Barclays Kenya to cut 200 jobs to control costs
Barclays Bank of Kenya, majority-owned by British lender Barclays, is cutting 200 management-level staff, or about 5 percent of its workforce, to cut costs by an unspecified amount.
Spokeswoman Nuru Mugambi said on Wednesday the lender had "reviewed its structure to better match the strategic direction of its business".
Shares in Kenya's second biggest bank in Kenya by assets were flat at 64.00 shillings. The stock fell late last year when news of the job cuts first filtered into the market.
African Alliance Investment Bank analyst Francis Mwangi said investors would likely hold onto the stock in anticipation of earnings per share being buoyed by last year's sale of its custody business to rival Standard Chartered Kenya.
Barclays Bank of Kenya was due to report full-year results in March. On November 19, it reported nine-month pretax profit rose 6 percent to 7.01 billion shillings, while loans and advances to customers fell 5 percent to 91.7 billion.

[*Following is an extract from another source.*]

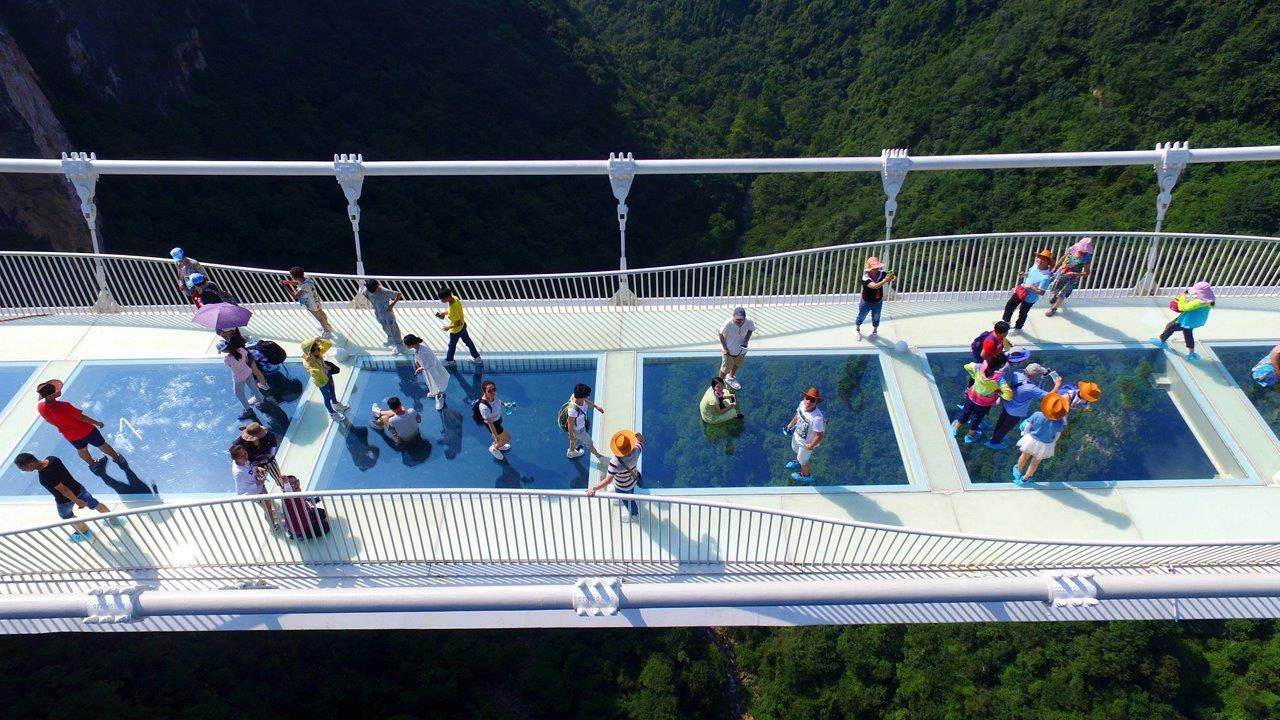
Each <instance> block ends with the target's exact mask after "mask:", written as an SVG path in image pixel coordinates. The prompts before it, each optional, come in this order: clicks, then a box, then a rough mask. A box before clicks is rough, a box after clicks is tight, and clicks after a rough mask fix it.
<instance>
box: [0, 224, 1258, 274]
mask: <svg viewBox="0 0 1280 720" xmlns="http://www.w3.org/2000/svg"><path fill="white" fill-rule="evenodd" d="M1061 236H1091V237H1096V238H1097V237H1103V238H1106V237H1132V238H1190V240H1243V241H1249V242H1280V237H1268V236H1254V234H1219V233H1190V232H1158V233H1157V232H1138V231H1134V232H1129V231H1033V232H997V233H961V234H933V236H922V237H904V238H893V240H890V241H883V240H876V241H867V242H849V243H842V245H827V246H822V247H805V249H800V250H785V251H780V252H771V254H767V255H748V256H742V258H728V259H723V260H704V261H700V263H685V264H681V265H658V266H650V268H628V269H626V270H584V272H572V273H525V274H513V275H388V274H367V273H366V274H364V275H358V274H349V273H323V272H311V270H307V275H311V277H316V278H332V279H349V281H362V279H365V278H370V277H374V278H378V279H384V281H388V282H394V281H417V282H451V281H456V282H498V281H549V279H575V278H616V277H618V275H640V274H645V273H666V272H682V270H698V269H707V268H723V266H730V265H742V264H750V263H763V261H769V260H785V259H790V258H801V256H806V255H818V254H823V252H838V251H849V250H859V249H869V250H870V249H881V247H886V246H887V247H895V246H902V245H920V243H925V242H936V241H955V240H998V238H1023V237H1061ZM5 255H8V256H15V258H36V256H40V258H68V259H110V260H133V261H145V263H160V264H172V263H173V260H170V259H168V258H150V256H146V255H122V254H111V252H102V254H87V252H65V251H23V250H0V256H5ZM201 265H204V266H206V268H212V269H218V270H238V272H246V273H262V274H275V275H284V274H288V269H278V268H253V266H247V265H227V264H220V263H205V261H201Z"/></svg>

Mwangi said Barclays Bank of Kenya had been the best performer in terms of growing its advances in 2007-08, but shifted strategy following the financial crisis and became more conservative as part of the bank's global group strategy.
"By cutting costs, the signal is that the bank wants to remain conservative compared with its peers ... The bank's peers have seen an average growth of the loan books of about 20 percent, while Barclays has been negative since the last quarter of 2008," he said.